The enrichment of cytokine mediated apoptosis genes in SNPs associated with thalidomide related thrombosis risk may also give clues to the role bortezomib and aspirin play in VTE management. Low rates of VTE are seen in myeloma patients treated with bortezomib (Velcade™) in thalidomide combinations, possibly through the prevention of the up regulation of pro-thrombotic molecules such as thrombomodulin, cytokines, and E-selectin by bortezomib. A number of clinical studies have suggested that aspirin is effective at preventing the excess of VTE seen in thalidomide exposed individuals. Aspirin is classically thought to inhibit platelet COX-2, reducing platelet adhesiveness, modulating risk of arterial thrombosis. Aspirin can also lead to decrease levels of circulating TNF-α, by inhibiting IKK and therefore NFκB. Higher levels of TNF-α and COX-2 lead to an increased risk of apoptosis in endothelial cells, which also become pro-adhesive to non-activated platelets. In a thalidomide treatment setting, aspirin may be able to inhibit thalidomide VTE mediated events by lowering circulating TNF-α.
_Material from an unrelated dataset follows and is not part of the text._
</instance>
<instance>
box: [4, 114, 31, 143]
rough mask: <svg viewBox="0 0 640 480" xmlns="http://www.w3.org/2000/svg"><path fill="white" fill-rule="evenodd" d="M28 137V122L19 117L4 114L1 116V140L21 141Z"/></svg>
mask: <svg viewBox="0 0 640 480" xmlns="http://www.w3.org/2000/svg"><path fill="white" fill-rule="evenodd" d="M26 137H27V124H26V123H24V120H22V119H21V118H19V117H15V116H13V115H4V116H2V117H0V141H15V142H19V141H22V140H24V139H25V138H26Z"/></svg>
Genetic analysis of the multi-factorial phenotype that is thalidomide related venous thrombosis is challenging. To minimise experimental artefacts that can be found in many association studies, we have associated a discrete clinical outcome from a homogenous population of similarly treated patients with high quality genotype data with stringent quality controls. We took a hypothesis driven candidate gene approach rather than a whole genome scan (WGS) based approach, because it was clear that the number of events to be analysed would be small and we were aiming to identify pertinent functional loci variants with moderate to large effect size. We accept that future GWS and sequencing approaches may add relevant variants in unknown pathways. As part of the analysis we took an exploratory approach to defining whether the SNPs identified could be used to identify patients at high risk of VTE and consequently guide clinical intervention. Guidelines have recently been established to govern clinical indicators for intervention but these prognostic factors can be difficult to identify and use clinically. The US Food and Drug Administration (FDA) and EMEA have published warnings suggesting the use of thromboprophylaxis with any IMiD based regimen. The results of this recursive partitioning analysis have identified a limited number of SNPs which when analysed together can predict the risk of VTE. Testing for these SNPs has the potential for being clinically useful for identifying high risk patients for whom therapeutic intervention is required. For clinically defined high risk patients intervention strategies may not change, but for patients at genetic high risk for whom aspirin was the chosen strategy, intervention with warfarin or LMWH would be more appropriate.